Divers travaux ont été menés, aussi bien en France qu’à l’étranger pour mesurer cet effet délétère. Hormis une étude américaine qui conclut que les revenus sont plus importants chez les femmes après un cancer du sein… qu’avant la maladie (ce résultat étonnant serait lié au phénomène de Job Lock c’est-à-dire à la nécessité de travailler pour bénéficier d’une assurance maladie), la majorité des travaux en Europe et en Amérique du Nord, montrent un impact défavorable du cancer sur le revenu des ménages1. Mais ces études sont parcellaires et ne concernent souvent qu’une poignée de localisations ; il est donc difficile d’en tirer des conclusions fiables.
En France, les études VICAN (VICAN 2, pour la vie 2 ans après le diagnostic de cancer2 et VICAN 5, 5 ans plus tard3) réalisées par l’INSERM ont permis de mieux quantifier l’effet réel d’un cancer sur la trajectoire professionnelle (perte d’emploi, réduction du temps de travail, promotion retardée…).

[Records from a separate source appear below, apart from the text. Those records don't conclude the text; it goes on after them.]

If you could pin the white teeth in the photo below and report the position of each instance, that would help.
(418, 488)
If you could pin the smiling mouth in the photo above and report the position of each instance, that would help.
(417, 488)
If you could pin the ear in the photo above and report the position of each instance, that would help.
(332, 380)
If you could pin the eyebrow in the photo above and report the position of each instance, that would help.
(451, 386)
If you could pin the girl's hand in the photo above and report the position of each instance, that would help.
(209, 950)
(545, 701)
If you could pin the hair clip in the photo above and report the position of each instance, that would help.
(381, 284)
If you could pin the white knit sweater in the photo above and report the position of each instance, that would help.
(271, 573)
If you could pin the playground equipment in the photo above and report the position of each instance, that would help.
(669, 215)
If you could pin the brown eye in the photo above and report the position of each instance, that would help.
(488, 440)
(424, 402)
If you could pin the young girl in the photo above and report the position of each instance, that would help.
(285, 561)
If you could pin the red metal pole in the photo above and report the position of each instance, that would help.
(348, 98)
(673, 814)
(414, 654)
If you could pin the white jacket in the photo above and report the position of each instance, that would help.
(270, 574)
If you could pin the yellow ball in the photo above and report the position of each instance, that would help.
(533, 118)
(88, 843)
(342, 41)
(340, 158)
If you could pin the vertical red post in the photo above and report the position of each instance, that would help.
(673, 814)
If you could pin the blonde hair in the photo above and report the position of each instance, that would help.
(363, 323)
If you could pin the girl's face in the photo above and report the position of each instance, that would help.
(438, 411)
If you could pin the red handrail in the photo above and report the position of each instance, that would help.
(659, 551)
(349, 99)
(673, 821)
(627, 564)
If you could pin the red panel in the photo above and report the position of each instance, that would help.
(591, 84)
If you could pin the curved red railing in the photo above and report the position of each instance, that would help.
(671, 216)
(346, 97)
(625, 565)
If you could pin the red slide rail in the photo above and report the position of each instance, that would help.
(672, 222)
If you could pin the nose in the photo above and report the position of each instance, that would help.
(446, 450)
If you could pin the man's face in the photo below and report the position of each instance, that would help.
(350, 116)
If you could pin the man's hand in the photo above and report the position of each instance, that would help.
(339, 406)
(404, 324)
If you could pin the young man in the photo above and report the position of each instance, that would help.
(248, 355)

Les femmes et les précaires sont en première ligne

Si le cancer touche tous les âges et toutes les catégories socio-professionnelles, ce sont les plus précaires qui sont le plus durement impactés et qui ont le plus grand risque de désinsertion professionnelle. Selon des chiffres fournis en 2015 par Juris Santé, association de soutien juridique et administratif aux patients, parmi les personnes ayant un emploi au moment du diagnostic de cancer, 13 % avaient perdu ce dernier 2 ans plus tard4. Mais l’association note une différence importante en fonction du statut : le risque de perdre son emploi s’établissait à 10 % pour les cadres et 25 % pour les fonctions d’exécution. Les raisons évoquées sont diverses : les métiers d’encadrement sont plus facilement adaptables (notamment à l’heure du télétravail), mais également le niveau d’éducation est un atout pour faire valoir ses droits et utiliser au mieux les différentes aides mises en place pour accompagner les salariés malades5.
Autre constatation, les femmes semblent payer un plus lourd tribut. L’enquête VICAN 5 montre que 5 ans après un diagnostic de cancer, le taux d’activité a décru de 8,5 points dans la population générale (passant de 94,7 % à 86,2 %)6. Mais chez les femmes la baisse est plus marquée : 1 femme sur 6 en emploi au moment du diagnostic ne l’est plus 5 ans après. Par ailleurs, 1 femme sur 5 qui s’est maintenue en emploi connait une baisse de ses revenus7. Ainsi, l’étude montre une diminution significative des revenus pour 25,7 % des femmes, avec un basculement dans la pauvreté pour 10,6 % d’entre elles8.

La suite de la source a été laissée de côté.